MMNS requires very low frequencies in order to communicate with implants through the patient’s skin, Hankin said. AMF looked to the 413-457MHz band, despite the fact that others were already using it, because it had the ideal characteristics for the job and AMF couldn’t afford the billions that exclusive spectrum licenses cost at auction, he said. 

The three lowest sections of the band are used by the federal government for defense radar and other purposes. The Department of Defense will allow MMNS in those bands, and the NTIA (National Telecommunications and Information Administration) is coordinating with the FCC on its own review of them, according to Hankin.

But AMF wanted one more band, 451-457MHz, to make sure that MMNS would have spectrum to use in situations where the other three bands were occupied. It’s intended for use mainly in rural areas, according to Hankin. This band is home to many wireless devices, including land mobile radio (also called walkie-talkies) and broadcasting trucks that send live feeds back to their stations. 

Broadcast engineers and others say MMNS need to stay out of this band. The Society of Broadcast Engineers (SBE), a smaller group called Engineers for the Integrity of Broadcast Auxiliary Services Spectrum (EIBASS), and walkie-talkie pioneer Motorola have all filed statements with the FCC opposing AMF’s proposal. They said the foundation hadn’t established that MCUs or implants could overcome interference from those nearby devices. 

A different kind of interference

Broadcasting trucks using RPU (Remote Pickup) systems can transmit at thousands of times the power of MMNS, from antennas relatively close to the ground, said Dane Ericksen, co-chairman of EIBASS. AMF isn’t asking the FCC for any legal protection from interference, saying it will coexist with other uses, but Ericksen thinks the MMNS proposal may be a Trojan horse.

“Neither SBE nor EIBASS have opposed this on the grounds that it will cause interference to RPU operations,” Ericksen said. “Our concern is that RPU operations will wipe out MMNS, at which point the FCC will say, ‘Oh my goodness, this is a medical application, and we’re going to put restrictions on where RPUs can operate.'”

If the FCC were to restrict use of the frequencies around health-care facilities, that might include retirement homes and many other locations, he believes. 

“That would be a real burden, to force all RPU licensees to identify every health-care facility in their market and make sure they don’t do any remotes within a half-kilometer, maybe, of that,” Ericksen said. 

AMF said tests by the DOD and defense contractor Aerospace Corp. proved that there are adequate mechanisms in MMNS to avoid interference.
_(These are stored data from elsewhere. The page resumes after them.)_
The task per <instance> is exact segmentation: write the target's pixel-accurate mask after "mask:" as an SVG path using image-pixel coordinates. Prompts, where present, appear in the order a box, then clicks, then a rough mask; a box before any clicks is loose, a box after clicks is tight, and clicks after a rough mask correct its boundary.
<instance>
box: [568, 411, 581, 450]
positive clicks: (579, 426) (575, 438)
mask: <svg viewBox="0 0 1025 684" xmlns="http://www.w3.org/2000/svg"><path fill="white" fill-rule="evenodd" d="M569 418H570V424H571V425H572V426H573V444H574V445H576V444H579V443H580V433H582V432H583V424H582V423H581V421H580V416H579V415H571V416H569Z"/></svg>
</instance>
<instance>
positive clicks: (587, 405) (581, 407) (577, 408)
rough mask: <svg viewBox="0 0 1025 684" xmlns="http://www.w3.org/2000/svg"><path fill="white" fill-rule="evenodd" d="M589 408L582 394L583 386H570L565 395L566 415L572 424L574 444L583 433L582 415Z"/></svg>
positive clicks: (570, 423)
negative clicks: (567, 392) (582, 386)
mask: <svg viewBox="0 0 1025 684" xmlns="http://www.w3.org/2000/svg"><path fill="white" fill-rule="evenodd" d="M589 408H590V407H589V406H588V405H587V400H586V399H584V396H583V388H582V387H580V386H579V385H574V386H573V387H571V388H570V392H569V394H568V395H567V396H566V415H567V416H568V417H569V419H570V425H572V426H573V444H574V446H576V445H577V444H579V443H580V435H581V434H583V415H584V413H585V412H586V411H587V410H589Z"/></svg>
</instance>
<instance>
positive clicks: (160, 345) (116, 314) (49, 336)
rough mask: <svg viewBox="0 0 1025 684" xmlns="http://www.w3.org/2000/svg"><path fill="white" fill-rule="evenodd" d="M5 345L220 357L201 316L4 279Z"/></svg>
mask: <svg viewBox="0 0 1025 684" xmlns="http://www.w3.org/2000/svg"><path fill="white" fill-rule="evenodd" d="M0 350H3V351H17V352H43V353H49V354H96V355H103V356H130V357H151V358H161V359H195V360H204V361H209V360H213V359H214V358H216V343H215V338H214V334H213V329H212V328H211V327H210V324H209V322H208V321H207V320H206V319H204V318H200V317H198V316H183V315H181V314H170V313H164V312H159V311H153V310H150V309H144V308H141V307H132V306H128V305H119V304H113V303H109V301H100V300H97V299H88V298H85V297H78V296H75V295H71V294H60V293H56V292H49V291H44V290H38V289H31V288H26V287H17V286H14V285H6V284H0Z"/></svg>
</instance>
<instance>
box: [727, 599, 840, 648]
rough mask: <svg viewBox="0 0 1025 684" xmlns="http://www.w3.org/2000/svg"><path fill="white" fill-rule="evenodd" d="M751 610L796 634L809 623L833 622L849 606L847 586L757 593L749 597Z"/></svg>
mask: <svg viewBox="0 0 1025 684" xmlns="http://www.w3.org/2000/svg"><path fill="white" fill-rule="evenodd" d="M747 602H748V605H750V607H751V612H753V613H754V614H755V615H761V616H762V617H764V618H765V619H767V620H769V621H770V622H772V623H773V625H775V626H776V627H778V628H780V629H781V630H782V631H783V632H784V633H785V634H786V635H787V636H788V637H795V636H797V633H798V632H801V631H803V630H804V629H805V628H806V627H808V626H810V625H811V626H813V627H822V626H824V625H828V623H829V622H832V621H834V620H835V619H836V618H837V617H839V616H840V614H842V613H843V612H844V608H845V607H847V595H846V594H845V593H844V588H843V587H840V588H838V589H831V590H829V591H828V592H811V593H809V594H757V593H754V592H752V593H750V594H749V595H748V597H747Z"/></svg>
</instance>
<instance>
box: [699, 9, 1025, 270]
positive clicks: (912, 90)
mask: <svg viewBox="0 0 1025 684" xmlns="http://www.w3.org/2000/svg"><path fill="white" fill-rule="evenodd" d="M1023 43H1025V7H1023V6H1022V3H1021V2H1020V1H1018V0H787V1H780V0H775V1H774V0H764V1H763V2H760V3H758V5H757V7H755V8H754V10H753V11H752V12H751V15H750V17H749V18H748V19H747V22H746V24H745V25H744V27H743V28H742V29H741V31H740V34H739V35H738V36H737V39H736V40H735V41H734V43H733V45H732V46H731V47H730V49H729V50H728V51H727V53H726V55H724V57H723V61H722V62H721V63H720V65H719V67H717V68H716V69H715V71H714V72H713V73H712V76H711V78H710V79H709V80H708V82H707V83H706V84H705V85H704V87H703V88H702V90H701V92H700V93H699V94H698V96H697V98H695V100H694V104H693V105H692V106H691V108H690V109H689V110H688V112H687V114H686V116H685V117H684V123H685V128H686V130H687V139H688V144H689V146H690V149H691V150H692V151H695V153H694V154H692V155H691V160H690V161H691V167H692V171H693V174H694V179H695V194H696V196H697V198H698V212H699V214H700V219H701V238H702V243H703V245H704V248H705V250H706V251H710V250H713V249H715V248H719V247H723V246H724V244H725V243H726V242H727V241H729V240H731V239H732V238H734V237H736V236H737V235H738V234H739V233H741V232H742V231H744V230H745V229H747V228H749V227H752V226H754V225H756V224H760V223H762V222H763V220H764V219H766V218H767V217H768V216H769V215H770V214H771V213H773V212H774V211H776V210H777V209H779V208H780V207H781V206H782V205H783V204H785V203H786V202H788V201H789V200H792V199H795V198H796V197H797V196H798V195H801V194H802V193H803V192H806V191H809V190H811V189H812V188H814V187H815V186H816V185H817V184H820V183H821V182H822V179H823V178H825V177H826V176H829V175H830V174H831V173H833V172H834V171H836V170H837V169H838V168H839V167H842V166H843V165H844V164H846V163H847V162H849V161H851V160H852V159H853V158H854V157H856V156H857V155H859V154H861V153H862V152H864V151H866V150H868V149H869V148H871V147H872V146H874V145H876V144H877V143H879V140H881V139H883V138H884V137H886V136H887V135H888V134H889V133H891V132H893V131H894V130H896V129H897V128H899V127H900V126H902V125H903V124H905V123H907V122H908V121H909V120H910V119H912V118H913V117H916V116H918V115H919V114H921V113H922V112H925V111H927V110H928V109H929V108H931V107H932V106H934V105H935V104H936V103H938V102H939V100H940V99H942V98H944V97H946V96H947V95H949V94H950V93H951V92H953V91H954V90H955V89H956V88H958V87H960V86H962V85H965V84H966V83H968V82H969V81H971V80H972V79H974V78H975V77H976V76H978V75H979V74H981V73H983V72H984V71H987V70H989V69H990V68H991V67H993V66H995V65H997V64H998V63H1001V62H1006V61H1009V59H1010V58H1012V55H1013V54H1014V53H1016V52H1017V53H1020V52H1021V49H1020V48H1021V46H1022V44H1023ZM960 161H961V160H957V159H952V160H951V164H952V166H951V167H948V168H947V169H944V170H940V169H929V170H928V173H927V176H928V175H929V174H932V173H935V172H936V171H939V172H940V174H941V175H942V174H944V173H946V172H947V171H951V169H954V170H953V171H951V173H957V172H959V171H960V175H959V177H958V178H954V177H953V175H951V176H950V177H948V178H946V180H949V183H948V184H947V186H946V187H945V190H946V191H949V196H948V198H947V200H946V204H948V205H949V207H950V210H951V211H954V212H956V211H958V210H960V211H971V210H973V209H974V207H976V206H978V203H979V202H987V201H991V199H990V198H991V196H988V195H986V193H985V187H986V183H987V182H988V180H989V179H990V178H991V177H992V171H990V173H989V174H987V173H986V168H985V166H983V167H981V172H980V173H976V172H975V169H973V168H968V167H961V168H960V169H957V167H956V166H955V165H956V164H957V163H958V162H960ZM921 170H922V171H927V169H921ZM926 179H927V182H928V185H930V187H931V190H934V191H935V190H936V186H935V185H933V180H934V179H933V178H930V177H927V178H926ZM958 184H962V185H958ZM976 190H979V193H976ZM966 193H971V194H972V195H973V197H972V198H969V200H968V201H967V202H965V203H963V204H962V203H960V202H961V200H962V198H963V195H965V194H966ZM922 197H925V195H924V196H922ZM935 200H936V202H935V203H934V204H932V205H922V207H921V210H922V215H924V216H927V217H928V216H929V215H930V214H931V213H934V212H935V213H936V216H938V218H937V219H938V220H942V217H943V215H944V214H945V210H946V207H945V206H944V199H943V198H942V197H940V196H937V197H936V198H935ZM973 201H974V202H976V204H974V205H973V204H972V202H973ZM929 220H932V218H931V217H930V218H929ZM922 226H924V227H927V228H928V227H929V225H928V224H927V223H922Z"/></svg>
The medical devices can shift to another channel where there is less interference, and if there are no free channels, the system can carry out a “graceful shutdown.” That would include an audible or vibration alert for the wearer, Hankin said. 

Opponents say those tests didn’t include a simulation of a radio transmitting continuously at high power for a long period of time, as a remote broadcast would. Hankin said he believed that was included.

In any case, the nightmare scenario of someone falling to the ground because interference caused his MMNS to shut down is not on the horizon, Hankin said. Because of the complexities of human gait, patients won’t rely on MMNS to walk for many years, he said.